A Pomezia la crisi non risparmia nemmeno le patatine. Dopo il tramonto di Fiorucci, è ora Crik Crok a trovarsi sull’orlo del baratro, anzi, dello scaffale vuoto. Mentre gli ignari consumatori pensano di abbuffarsi di quelle croccanti prelibatezze nei supermercati, dentro l’azienda si consuma una realtà ben diversa: le patatine iconiche ormai spuntano solo in qualche sparuto bar, un piccolo ricordo di tempi migliori. E stavolta non si tratta soltanto di un semplice inciampo aziendale, ma di una concreta minaccia di scomparsa per uno dei nomi più rappresentativi del food italiano.
Negli ultimi mesi la produzione ha sguazzato tra pause e riprese incostanti, come una danza scoordinata, con linee di produzione spesso ferme e stipendi elargiti “a singhiozzo” — anche se la 14esima busta paga è forse rimasta nel limbo di qualche concordato depositato, ben lontana dalle mani dei lavoratori. Se poi aggiungiamo i silenzi imbarazzanti dell’azienda sul futuro, l’ombra della cassa integrazione che tarda ad arrivare e una totale mancanza di comunicazione su ipotetici piani di rilancio, è facile capire perché i sindacati abbiano tirato dritto con un allarme pubblico a colori sgargianti. Ovviamente, ciò ha aumentato le crepe nello “spirito di squadra” tra management e lavoratori, che giovedì si ritroveranno a discutere del destino affidato a un marchio che sembra sospeso in una lunga agonia.

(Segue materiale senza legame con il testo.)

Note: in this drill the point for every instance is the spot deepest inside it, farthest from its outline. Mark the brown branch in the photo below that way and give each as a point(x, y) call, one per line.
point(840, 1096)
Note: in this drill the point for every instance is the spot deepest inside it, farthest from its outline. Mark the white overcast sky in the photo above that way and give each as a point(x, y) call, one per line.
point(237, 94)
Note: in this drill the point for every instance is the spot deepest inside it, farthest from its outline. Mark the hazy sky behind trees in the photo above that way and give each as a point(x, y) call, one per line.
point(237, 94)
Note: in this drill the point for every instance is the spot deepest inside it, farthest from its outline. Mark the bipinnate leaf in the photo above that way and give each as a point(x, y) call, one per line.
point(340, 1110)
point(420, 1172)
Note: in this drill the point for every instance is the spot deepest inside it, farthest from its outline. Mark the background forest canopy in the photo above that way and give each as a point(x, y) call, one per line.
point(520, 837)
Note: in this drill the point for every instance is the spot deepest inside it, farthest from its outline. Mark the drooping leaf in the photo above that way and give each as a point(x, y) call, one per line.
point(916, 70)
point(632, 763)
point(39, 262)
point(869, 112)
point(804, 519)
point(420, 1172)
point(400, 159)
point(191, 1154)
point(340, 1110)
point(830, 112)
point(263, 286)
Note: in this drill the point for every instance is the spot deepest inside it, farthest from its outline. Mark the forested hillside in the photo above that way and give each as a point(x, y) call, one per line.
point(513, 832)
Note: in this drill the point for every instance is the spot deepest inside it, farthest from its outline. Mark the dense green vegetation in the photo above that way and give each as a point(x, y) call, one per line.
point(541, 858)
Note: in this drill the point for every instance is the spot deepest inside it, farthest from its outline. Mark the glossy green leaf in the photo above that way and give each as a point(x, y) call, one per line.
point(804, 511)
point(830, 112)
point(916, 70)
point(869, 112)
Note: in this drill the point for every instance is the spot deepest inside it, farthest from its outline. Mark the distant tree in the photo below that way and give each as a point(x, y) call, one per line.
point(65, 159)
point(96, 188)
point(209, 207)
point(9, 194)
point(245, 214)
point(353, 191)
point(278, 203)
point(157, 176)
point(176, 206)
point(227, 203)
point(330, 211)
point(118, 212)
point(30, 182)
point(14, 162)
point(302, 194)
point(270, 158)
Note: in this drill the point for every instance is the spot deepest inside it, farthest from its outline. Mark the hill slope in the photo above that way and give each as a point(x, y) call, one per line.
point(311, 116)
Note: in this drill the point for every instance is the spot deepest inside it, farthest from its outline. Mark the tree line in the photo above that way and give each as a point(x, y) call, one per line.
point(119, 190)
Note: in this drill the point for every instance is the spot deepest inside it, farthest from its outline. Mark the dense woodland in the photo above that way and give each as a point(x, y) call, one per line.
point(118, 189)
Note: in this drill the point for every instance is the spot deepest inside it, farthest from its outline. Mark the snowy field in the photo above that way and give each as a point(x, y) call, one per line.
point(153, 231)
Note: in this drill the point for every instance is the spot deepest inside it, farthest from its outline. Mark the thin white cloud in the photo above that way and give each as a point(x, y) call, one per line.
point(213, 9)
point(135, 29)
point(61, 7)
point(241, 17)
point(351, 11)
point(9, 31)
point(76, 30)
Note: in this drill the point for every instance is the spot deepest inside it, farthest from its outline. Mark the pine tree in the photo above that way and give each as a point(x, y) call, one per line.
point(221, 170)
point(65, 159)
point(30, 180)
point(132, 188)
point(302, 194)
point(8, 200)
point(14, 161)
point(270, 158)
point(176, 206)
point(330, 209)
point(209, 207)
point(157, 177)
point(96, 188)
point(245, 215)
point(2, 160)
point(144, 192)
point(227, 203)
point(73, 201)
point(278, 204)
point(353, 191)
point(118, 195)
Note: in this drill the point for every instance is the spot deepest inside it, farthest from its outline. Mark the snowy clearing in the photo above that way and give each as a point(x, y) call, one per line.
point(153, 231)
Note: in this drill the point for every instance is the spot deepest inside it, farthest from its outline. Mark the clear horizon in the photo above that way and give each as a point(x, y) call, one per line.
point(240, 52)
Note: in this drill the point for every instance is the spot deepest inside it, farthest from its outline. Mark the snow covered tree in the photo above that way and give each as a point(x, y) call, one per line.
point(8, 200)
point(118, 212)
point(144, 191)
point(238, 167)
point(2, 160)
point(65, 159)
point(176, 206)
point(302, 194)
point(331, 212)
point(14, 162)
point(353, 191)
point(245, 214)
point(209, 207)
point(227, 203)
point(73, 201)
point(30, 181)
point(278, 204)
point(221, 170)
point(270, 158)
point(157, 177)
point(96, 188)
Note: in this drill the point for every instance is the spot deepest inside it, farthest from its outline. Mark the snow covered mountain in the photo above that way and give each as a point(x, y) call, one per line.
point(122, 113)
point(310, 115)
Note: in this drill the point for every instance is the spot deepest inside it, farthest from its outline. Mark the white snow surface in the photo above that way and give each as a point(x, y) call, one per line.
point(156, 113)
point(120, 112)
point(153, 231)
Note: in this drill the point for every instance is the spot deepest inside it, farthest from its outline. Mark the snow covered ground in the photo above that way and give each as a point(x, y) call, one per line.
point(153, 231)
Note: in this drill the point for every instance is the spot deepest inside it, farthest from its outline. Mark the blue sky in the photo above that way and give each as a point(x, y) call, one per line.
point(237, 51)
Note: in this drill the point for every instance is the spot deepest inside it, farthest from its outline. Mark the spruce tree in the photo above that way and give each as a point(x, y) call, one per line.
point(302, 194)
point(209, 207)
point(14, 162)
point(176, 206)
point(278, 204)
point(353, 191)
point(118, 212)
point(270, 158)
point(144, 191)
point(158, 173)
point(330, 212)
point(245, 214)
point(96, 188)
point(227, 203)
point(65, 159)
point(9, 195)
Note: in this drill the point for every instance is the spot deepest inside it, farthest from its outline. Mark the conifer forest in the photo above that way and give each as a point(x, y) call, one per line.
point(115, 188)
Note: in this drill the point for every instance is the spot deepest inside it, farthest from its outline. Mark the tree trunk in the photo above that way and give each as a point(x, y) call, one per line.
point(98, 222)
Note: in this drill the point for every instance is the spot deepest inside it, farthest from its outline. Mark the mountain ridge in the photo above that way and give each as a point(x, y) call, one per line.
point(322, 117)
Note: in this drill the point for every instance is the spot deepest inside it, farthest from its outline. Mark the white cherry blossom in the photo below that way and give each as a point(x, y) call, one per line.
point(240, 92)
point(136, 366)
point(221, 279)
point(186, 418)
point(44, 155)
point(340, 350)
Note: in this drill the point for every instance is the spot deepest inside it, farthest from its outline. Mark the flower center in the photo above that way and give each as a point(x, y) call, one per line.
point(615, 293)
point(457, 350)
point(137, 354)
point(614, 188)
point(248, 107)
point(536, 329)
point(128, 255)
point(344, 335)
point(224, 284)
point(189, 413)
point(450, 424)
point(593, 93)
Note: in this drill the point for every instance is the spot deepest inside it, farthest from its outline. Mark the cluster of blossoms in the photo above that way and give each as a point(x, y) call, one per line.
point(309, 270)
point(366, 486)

Un “salvatore” sarebbe quanto mai gradito, come sintetizza il segretario della Flai Cgil, Alessandro Vona, per dare a Crik Crok quella scossa necessaria a uscire da una crisi strutturale lunga ormai un decennio. Per chi non lo sapesse, questa azienda dal 1949 è stata una colonna nel tessuto produttivo locale. Fondata da Carlo Finestauri con il nome di Ica Foods, è stata tra i pionieri europei nella produzione di snack salati, ispirandosi agli snack americani introdotti proprio dagli alleati statunitensi sbarcati ad Anzio. Negli anni Ottanta e Novanta, Crik Crok non era solo un marchio: era uno status symbol, grazie a innovazioni come le Puff, le patatine a forma di cuore e campagne pubblicitarie ancora nella memoria collettiva. Dopo essersi smarrita nel tunnel della multinazionale United Biscuits, l’azienda è tornata nelle mani della famiglia, fino all’acquisizione del 2018 da parte di Francesca Ossani. Il piano? Innovare con patatine senza glutine, gusti esotici e packaging all’avanguardia, puntando anche su mercati esteri con una distribuzione che arrivava in 25 paesi. Peccato che la crisi non abbia tardato a bussare nuovamente: ora si tratta addirittura del secondo concordato fallimentare in pochi anni.
La situazione diventa drammatica se si considera che chi lavora ancora continua a farlo con una serietà e una dignità encomiabili, ma senza alcun compenso adeguato. Le segreterie sindacali della Fai, Flai e Uila ribadiscono come l’incertezza non solo non si sia ridotta, ma sia addirittura peggiorata dopo la presentazione del nuovo concordato preventivo. Non è più questione solo dei posti di lavoro a rischio, ma della stessa esistenza di un presidio industriale e sociale fondamentale per il territorio che si trova ora in pericolo.
Così si trova oggi Crik Crok, una gloria italiana che fatica a restare a galla tra aziende sempre più globalizzate e mercati inflazionati, ma anche tra promesse di rilanci mai realizzati. Riuscirà questa icona a salvarsi o farà la stessa fine di tanti altri simboli perduti? Per ora, rimane solo un’amara patata bollente sulle spalle dei lavoratori e un brindisi amaro per chi ancora crede nel made in Italy.